Scala 99.43% Shell 0.05% Python 0.52%
scala scala-js scalajs scala-native blake3

scala-blake3's Introduction

Blake3 for scala

This is a highly optimized blake3 implementation for scala, scala-js, and scala-native, without any dependencies. This implementation has a constant memory footprint (about 5kb) which hasn't depended on the size of hashed data or the size of the output hash.
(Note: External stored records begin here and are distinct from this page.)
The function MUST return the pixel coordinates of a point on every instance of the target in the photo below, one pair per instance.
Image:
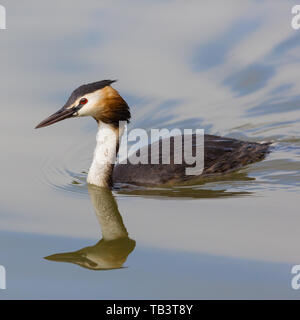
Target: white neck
(107, 213)
(100, 172)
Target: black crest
(87, 88)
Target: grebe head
(98, 100)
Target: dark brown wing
(221, 155)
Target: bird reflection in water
(112, 250)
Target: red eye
(83, 101)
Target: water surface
(232, 72)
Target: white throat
(100, 172)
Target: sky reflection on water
(232, 71)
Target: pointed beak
(61, 114)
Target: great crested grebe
(100, 101)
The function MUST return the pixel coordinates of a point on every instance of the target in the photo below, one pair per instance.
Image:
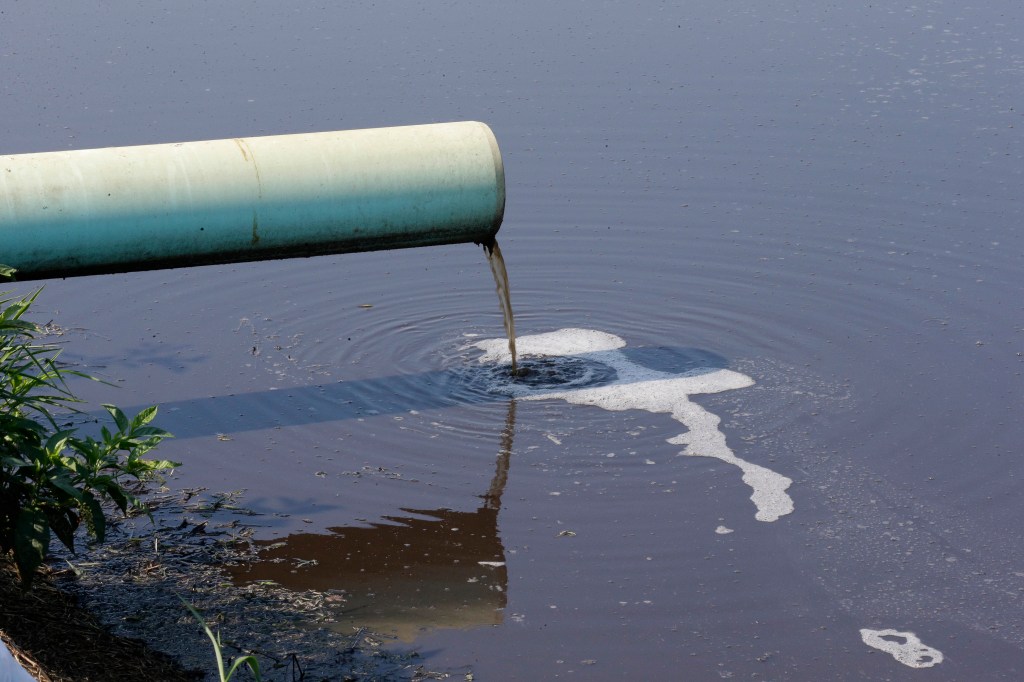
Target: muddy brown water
(824, 199)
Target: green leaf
(119, 417)
(143, 417)
(97, 522)
(32, 541)
(62, 523)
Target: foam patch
(637, 387)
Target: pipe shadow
(384, 395)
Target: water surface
(822, 198)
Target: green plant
(50, 478)
(249, 661)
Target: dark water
(824, 198)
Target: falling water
(502, 282)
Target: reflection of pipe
(135, 208)
(493, 500)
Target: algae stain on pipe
(178, 205)
(637, 387)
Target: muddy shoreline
(134, 584)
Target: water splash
(637, 387)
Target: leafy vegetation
(52, 479)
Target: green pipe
(137, 208)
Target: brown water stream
(497, 263)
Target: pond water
(819, 202)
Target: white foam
(903, 646)
(638, 387)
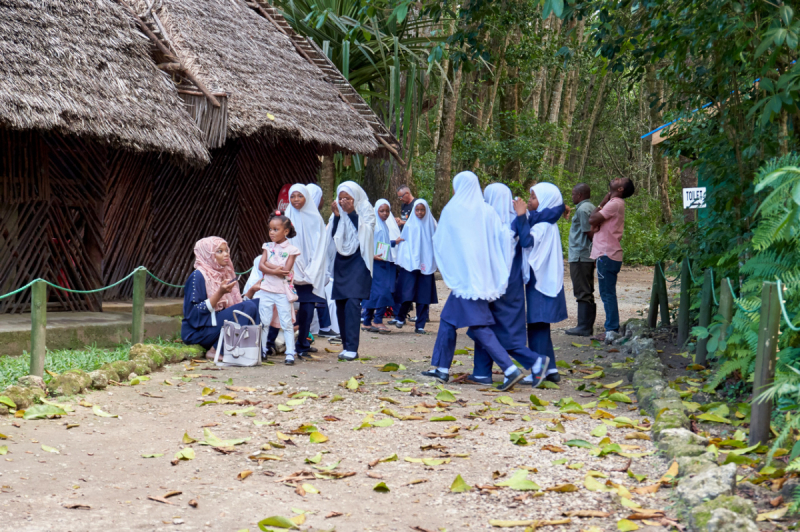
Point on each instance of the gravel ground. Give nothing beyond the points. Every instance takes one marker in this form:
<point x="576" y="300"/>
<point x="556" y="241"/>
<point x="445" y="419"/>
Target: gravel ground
<point x="100" y="463"/>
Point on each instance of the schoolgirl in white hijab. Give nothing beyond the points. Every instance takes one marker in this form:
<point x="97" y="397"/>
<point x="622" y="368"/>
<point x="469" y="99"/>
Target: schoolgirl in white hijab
<point x="470" y="245"/>
<point x="471" y="248"/>
<point x="384" y="271"/>
<point x="386" y="231"/>
<point x="417" y="263"/>
<point x="351" y="238"/>
<point x="509" y="310"/>
<point x="545" y="290"/>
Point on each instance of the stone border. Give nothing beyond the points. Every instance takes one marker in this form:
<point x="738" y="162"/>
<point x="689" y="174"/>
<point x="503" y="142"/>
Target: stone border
<point x="142" y="360"/>
<point x="705" y="491"/>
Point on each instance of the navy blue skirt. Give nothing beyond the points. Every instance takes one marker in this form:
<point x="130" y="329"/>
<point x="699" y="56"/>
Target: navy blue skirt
<point x="305" y="294"/>
<point x="509" y="310"/>
<point x="380" y="295"/>
<point x="460" y="312"/>
<point x="351" y="277"/>
<point x="416" y="287"/>
<point x="542" y="308"/>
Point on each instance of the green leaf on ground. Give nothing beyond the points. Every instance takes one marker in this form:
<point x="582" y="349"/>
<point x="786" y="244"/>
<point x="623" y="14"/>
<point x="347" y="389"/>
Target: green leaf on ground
<point x="276" y="520"/>
<point x="446" y="397"/>
<point x="381" y="487"/>
<point x="459" y="486"/>
<point x="519" y="481"/>
<point x="100" y="413"/>
<point x="187" y="453"/>
<point x="43" y="411"/>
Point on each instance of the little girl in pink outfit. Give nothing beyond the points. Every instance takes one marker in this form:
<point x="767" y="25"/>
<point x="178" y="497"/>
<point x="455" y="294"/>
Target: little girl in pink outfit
<point x="276" y="264"/>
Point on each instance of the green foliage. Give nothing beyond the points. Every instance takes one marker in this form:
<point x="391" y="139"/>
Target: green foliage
<point x="61" y="360"/>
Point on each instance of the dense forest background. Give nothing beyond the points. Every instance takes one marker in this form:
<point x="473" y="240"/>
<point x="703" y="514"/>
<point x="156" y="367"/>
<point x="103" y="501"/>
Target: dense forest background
<point x="503" y="90"/>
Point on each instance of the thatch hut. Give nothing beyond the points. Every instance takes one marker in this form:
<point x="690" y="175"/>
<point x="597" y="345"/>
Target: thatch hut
<point x="110" y="111"/>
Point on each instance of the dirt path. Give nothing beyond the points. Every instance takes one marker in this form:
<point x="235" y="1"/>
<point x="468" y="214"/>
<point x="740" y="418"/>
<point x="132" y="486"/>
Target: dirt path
<point x="100" y="463"/>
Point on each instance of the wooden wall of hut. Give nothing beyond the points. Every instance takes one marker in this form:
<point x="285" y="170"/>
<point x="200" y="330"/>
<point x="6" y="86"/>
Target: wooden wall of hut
<point x="51" y="197"/>
<point x="83" y="215"/>
<point x="232" y="198"/>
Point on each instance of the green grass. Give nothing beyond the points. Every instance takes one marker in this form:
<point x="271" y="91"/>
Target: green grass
<point x="59" y="361"/>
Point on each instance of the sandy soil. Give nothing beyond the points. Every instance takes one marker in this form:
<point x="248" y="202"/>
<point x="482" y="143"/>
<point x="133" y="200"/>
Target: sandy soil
<point x="99" y="462"/>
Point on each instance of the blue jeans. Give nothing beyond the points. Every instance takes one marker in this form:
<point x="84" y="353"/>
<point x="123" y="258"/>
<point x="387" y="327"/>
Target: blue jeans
<point x="607" y="271"/>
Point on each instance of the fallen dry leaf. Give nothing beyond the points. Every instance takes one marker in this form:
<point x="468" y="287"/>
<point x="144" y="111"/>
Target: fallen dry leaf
<point x="586" y="513"/>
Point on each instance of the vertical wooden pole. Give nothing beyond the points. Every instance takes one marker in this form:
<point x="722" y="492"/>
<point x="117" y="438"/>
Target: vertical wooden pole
<point x="765" y="362"/>
<point x="137" y="329"/>
<point x="725" y="308"/>
<point x="705" y="317"/>
<point x="683" y="311"/>
<point x="38" y="327"/>
<point x="655" y="293"/>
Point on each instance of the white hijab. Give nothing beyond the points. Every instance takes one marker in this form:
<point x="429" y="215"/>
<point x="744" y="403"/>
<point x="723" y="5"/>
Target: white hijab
<point x="386" y="231"/>
<point x="499" y="197"/>
<point x="470" y="242"/>
<point x="547" y="256"/>
<point x="309" y="268"/>
<point x="349" y="238"/>
<point x="415" y="252"/>
<point x="316" y="194"/>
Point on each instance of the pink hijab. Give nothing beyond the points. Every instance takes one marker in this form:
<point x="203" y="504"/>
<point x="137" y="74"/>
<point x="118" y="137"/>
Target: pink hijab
<point x="214" y="274"/>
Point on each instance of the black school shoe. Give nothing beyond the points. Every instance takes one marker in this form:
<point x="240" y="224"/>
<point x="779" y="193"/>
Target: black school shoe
<point x="540" y="378"/>
<point x="510" y="380"/>
<point x="438" y="375"/>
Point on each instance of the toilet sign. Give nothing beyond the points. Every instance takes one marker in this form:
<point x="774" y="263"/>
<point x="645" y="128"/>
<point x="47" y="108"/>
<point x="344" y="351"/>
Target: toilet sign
<point x="694" y="198"/>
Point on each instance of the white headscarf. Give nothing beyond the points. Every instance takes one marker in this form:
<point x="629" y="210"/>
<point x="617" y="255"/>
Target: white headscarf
<point x="316" y="193"/>
<point x="499" y="197"/>
<point x="309" y="268"/>
<point x="386" y="231"/>
<point x="348" y="238"/>
<point x="415" y="252"/>
<point x="547" y="256"/>
<point x="470" y="242"/>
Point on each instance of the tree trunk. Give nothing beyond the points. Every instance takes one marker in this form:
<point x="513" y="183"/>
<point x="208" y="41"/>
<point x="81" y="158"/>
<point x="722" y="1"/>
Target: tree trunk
<point x="327" y="180"/>
<point x="577" y="134"/>
<point x="599" y="104"/>
<point x="444" y="157"/>
<point x="498" y="73"/>
<point x="659" y="161"/>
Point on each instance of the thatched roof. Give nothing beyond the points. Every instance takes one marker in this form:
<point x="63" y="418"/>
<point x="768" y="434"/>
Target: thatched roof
<point x="271" y="88"/>
<point x="77" y="66"/>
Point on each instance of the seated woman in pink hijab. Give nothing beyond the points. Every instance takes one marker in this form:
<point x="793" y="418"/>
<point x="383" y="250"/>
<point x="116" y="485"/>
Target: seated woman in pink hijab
<point x="212" y="294"/>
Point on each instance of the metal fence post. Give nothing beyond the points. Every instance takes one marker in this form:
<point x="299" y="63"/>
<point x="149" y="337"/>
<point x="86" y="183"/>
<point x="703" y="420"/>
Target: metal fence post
<point x="685" y="303"/>
<point x="652" y="314"/>
<point x="137" y="328"/>
<point x="765" y="362"/>
<point x="38" y="327"/>
<point x="705" y="317"/>
<point x="725" y="308"/>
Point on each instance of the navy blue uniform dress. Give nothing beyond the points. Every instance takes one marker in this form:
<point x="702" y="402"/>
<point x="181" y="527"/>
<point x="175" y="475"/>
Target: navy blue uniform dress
<point x="381" y="293"/>
<point x="458" y="313"/>
<point x="352" y="283"/>
<point x="415" y="287"/>
<point x="542" y="311"/>
<point x="200" y="325"/>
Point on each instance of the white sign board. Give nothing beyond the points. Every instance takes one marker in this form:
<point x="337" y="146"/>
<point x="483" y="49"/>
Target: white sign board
<point x="694" y="198"/>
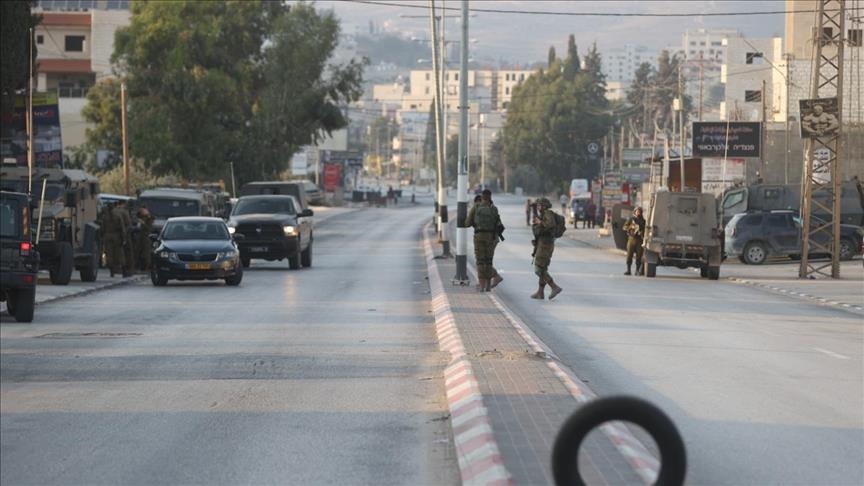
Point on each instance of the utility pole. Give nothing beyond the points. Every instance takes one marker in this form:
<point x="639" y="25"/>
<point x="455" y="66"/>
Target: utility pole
<point x="125" y="138"/>
<point x="461" y="277"/>
<point x="819" y="194"/>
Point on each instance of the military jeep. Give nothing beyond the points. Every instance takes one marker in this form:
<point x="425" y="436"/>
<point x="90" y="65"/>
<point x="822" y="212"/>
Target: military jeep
<point x="64" y="224"/>
<point x="681" y="231"/>
<point x="19" y="260"/>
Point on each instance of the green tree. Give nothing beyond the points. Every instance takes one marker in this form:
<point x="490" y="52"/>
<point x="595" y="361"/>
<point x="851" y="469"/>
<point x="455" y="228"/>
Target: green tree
<point x="16" y="20"/>
<point x="210" y="83"/>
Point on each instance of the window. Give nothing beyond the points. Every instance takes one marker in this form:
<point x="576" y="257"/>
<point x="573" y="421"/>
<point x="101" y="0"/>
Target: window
<point x="753" y="95"/>
<point x="74" y="43"/>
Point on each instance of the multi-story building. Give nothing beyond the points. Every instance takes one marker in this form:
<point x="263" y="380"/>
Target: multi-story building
<point x="74" y="44"/>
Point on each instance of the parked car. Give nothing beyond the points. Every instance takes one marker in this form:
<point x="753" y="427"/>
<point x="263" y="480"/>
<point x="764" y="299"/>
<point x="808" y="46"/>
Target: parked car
<point x="195" y="248"/>
<point x="273" y="228"/>
<point x="755" y="237"/>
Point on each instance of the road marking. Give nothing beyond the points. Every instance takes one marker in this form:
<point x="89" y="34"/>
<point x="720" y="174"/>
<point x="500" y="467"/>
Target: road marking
<point x="832" y="353"/>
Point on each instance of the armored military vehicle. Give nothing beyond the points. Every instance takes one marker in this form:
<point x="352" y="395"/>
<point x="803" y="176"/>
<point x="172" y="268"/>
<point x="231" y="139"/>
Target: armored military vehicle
<point x="65" y="228"/>
<point x="19" y="260"/>
<point x="682" y="231"/>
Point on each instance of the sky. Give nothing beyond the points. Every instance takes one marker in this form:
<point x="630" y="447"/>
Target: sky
<point x="518" y="36"/>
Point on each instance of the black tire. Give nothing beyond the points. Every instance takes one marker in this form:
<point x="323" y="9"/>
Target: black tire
<point x="306" y="256"/>
<point x="91" y="271"/>
<point x="714" y="273"/>
<point x="565" y="450"/>
<point x="848" y="249"/>
<point x="25" y="302"/>
<point x="755" y="253"/>
<point x="235" y="279"/>
<point x="294" y="260"/>
<point x="157" y="278"/>
<point x="650" y="270"/>
<point x="61" y="274"/>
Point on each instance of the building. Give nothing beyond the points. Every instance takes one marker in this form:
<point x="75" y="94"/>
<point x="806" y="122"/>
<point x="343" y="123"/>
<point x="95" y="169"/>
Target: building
<point x="74" y="44"/>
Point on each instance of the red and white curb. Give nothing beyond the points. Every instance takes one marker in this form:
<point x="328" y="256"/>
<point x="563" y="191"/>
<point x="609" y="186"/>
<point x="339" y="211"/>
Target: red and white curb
<point x="480" y="461"/>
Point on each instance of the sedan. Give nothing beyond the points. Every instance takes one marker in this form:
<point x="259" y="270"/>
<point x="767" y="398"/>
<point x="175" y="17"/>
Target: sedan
<point x="195" y="248"/>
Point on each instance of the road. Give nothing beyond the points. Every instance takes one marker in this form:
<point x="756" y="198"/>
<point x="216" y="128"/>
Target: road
<point x="326" y="375"/>
<point x="332" y="374"/>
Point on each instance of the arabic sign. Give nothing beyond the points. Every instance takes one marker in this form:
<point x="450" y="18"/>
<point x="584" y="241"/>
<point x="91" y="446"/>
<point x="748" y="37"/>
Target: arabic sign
<point x="727" y="139"/>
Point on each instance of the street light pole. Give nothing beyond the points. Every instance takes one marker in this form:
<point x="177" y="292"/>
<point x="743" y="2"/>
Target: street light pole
<point x="462" y="181"/>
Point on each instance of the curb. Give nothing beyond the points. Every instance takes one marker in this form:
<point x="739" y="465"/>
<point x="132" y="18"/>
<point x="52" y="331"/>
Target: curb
<point x="480" y="461"/>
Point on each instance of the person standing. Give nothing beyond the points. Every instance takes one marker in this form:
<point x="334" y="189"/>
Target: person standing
<point x="635" y="229"/>
<point x="544" y="245"/>
<point x="484" y="218"/>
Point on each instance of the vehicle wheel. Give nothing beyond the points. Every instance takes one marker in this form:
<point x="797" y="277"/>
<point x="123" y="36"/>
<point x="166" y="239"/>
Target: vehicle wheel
<point x="306" y="256"/>
<point x="25" y="302"/>
<point x="157" y="278"/>
<point x="91" y="271"/>
<point x="62" y="273"/>
<point x="713" y="273"/>
<point x="650" y="270"/>
<point x="294" y="260"/>
<point x="755" y="253"/>
<point x="235" y="279"/>
<point x="847" y="249"/>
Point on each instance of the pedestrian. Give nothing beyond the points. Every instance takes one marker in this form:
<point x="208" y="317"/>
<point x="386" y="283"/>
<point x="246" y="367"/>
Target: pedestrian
<point x="635" y="229"/>
<point x="485" y="220"/>
<point x="544" y="245"/>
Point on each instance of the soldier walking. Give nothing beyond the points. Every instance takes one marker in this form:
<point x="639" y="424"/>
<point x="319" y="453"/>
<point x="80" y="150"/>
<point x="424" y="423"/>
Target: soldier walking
<point x="485" y="220"/>
<point x="544" y="244"/>
<point x="635" y="229"/>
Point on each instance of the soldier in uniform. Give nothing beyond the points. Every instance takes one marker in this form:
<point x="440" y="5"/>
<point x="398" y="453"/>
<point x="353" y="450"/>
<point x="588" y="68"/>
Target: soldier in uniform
<point x="485" y="220"/>
<point x="635" y="229"/>
<point x="544" y="244"/>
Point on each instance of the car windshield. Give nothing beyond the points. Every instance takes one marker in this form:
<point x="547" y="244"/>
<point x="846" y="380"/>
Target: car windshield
<point x="195" y="230"/>
<point x="169" y="208"/>
<point x="264" y="206"/>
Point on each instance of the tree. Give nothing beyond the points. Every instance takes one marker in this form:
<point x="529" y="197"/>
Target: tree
<point x="16" y="20"/>
<point x="210" y="83"/>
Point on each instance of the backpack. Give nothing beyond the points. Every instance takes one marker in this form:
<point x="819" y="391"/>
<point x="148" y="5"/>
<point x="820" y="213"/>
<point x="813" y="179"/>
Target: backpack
<point x="560" y="226"/>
If you're looking for the faster possible hash function for scala.js I suggest to use this one, instead of SHA because this implementation use only 32 bits number which is natively supported by JS.

You can use it as

libraryDependencies += "pt.kcry" %%% "blake3" % "x.x.x"

The latest version is maven-central

API is pretty simple:

scala> import pt.kcry.blake3.Blake3

scala> Blake3.newHasher().update("Some string").doneHex(64)
val res1: String = 2e5524f3481046587080604ae4b4ceb44b721f3964ce0764627dee2c171de4c2

scala> Blake3.newDeriveKeyHasher("whats the Elvish word for friend").update("Some string").doneHex(64)
val res2: String = c2e79fe73dde16a13b4aa5a947b0e9cd7277ea8e68da250759de3ae62372b340

scala> Blake3.newKeyedHasher("whats the Elvish word for friend").update("Some string").doneHex(64)
val res3: String = 79943402309f9bb05338193f21fb57d98ab848bdcac67e5e097340f116ff90ba

scala> Blake3.hex("Some string", 64)
val res4: String = 2e5524f3481046587080604ae4b4ceb44b721f3964ce0764627dee2c171de4c2

scala> Blake3.bigInt("Some string", 32)
val res5: BigInt = 777331955

scala> 

Hasher.update is mutable when Hasher.done isn't.

Hasher.update supports different input such as: byte array, part of byte array, single byte or string, and many others like OutputStream or ByteBuffer.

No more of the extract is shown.